La task force per la Fase 2 guidata dall’ex amministratore delegato di Vodafone Vittorio Colao è già al lavoro. Giuseppe Conte ha chiesto in tempi brevi soluzioni pratiche per permettere alla macchina produttiva di ripartire finito il lockdown.
Gli esperti dovranno studiare in pochi giorni nuovi modelli sociali e di organizzazione del lavoro. Con una priorità: la sicurezza. L’orizzonte temporale è il 3 maggio, ma Conte, pressato da Confindustria, dai giornali degli imprenditori e da politici della maggioranza, soprattutto Matteo Renzi, ha chiesto alla task force di trovare soluzioni per riaprire già in aprile alcune attività produttive, oltre a quelle previste dall’ultimo decreto.
È uno scenario che non entusiasma certo i membri del comitato scientifico sanitario che affianca Conte e che potrebbe entrare in rotta di collisione con la Task force di Colao.
Il 3 maggio forse la situazione sarà migliorata, ma per ora i dati sui contagi parlano chiaro, soprattutto in Regioni, come la Lombardia, che sono sì il motore dell’economia nazionale, ma anche tra le zone più martoriate dal virus.
Ci saranno le condizioni e gli strumenti per attuare le proposte della task force?

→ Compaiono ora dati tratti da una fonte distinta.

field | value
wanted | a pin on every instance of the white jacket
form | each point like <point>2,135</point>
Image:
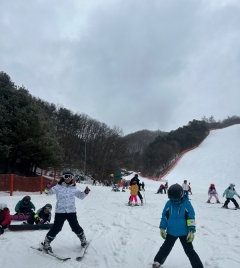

Per la fase 2, tra tre settimane, gli scienziati dicono che sarebbero necessari tamponi mirati e i test immunologici che non sono stati ancora introdotti a quasi due mesi dall’inizio dell’emergenza.
E poi c’è il tema dei controlli. 80.000 aziende sono rimaste aperte durante il lockdown in virtù dell’autocertificazione e del silenzio-assenso dei Prefetti. Cosa sappiamo dei loro livelli di sicurezza? Il lavoro della task force rischia di essere l’ennesima affannata e forse inutile rincorsa ad aggiustare i guasti di una gestione della crisi fatta di provvedimenti a singhiozzo e decisioni condizionate a volte da interessi particolari.